Saturday, November 07, 2009
Here in Minnesota, it's already been cold enough to pull all the winter jackets, hats, scarves, and mittens out of their summer storage places and put them into regular rotation. Through the summertime, I've been a bit of a "late adopter" of the scarf as accessory (not as necessity) trend. I know, shock and awe that I'm not on the cutting edge of a trend. And, shock and awe again that I'm too cheap to actually go purchase one of these trendy wardrobe pieces that has -- for the most part -- absolutely no purpose. I mean, seriously. $60 for a scarf?
It was not to be. Usually when I say to myself "I'll just make one" I'm completely full of crap and never get around to it.
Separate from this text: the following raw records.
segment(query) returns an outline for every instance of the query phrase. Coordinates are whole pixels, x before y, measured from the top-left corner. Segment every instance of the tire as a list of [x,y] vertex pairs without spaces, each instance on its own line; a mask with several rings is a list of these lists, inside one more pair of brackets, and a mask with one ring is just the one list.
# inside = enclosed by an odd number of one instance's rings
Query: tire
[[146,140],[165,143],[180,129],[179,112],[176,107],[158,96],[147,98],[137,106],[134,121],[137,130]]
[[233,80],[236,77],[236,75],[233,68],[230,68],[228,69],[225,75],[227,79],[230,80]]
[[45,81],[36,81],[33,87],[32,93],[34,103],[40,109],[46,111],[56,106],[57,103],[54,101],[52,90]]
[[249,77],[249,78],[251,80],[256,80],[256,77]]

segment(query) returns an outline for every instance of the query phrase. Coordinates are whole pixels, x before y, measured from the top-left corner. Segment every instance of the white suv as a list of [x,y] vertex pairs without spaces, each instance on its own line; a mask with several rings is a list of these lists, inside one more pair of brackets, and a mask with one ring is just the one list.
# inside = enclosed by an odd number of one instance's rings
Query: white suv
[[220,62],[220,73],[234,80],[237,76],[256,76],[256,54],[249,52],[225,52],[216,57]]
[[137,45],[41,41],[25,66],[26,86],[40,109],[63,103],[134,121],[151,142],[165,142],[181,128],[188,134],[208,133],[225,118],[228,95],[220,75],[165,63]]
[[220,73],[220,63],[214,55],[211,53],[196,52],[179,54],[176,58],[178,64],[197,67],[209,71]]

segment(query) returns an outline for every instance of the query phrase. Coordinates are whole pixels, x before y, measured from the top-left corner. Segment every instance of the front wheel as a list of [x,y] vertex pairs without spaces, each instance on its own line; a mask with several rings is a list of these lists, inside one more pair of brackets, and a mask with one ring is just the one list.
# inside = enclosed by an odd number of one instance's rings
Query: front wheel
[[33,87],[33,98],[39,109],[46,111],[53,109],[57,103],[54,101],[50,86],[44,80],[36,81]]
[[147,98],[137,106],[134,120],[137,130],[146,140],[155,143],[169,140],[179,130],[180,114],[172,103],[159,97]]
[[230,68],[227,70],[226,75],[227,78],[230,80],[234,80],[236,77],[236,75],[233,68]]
But, given the relative ease of putting this project together, I went for it. I basically cut one big rectangle of wool for the back and then some various sizes of coordinating fabric (including a bit of vintage kimono fabric...yay!) for the front side. I added a button and a couple of fabric yo yo's here and there and called it my $6 vs. $60 accessory that actually serves a purpose, too! Not too shabby, right?
I'm just coming around now on my month-long head cold, so perhaps I can start staying up later than 9 p.m. for a bit now. I've got holiday gift making to get a jump on now! Yikes!